PLAN C, a documentary by Tracy Droz Tragos, follows a grassroots network fighting to expand access to abortion pills across the United States, keeping hope alive during a global pandemic and the fall of Roe v. Wade.
With a controversial visionary at the helm, a grassroots network fights to expand access to abortion pills across the United States keeping hope alive during a global pandemic and the fall of Roe v. Wade.
PLAN C documents the work of determined women in the United States expanding access to medication abortion by any means necessary. The abortion pill, RU486 or “Mifepristone,” used in conjunction with “Misoprostol,” safely and effectively ends a pregnancy up to 12 weeks according to the World Health Organization. It has been approved by the FDA, since 2000 and yet few Americans have heard of it.
Tracy Droz Tragos is an award-winning documentary filmmaker whose credits include the Emmy-nominated HBO film “Abortion: Stories Women Tell,” about personal stories of unplanned pregnancies, which premiered at the 2016 Tribeca Film Festival, and "Rich Hill," about at-risk teenagers living in her father's hometown in rural Missouri, which won the Grand Jury Prize for U.S. Documentary at the 2014 Sundance Film Festival.
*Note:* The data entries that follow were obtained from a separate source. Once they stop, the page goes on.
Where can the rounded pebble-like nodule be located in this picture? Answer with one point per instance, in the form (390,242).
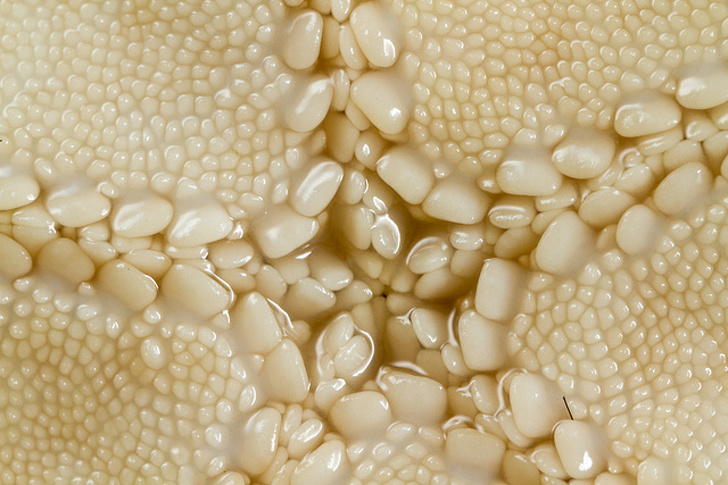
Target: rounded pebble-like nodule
(384,99)
(14,258)
(537,405)
(309,104)
(703,86)
(582,447)
(683,188)
(407,172)
(528,171)
(361,415)
(646,113)
(458,200)
(584,153)
(77,206)
(565,245)
(326,465)
(197,221)
(282,230)
(483,342)
(302,46)
(141,215)
(128,284)
(498,292)
(194,290)
(377,32)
In 2018, Tragos completed “The Smartest Kids in the World,” based on the best-selling book by Amanda Ripley, which premiered at DOC NYC. Tragos’ first film, "Be Good, Smile Pretty," won the Emmy Award for Best Documentary in 2004 and was lauded for its honest exploration of the profound and complicated feelings of loss caused by the deaths of American men in the Vietnam War, some 35 years later.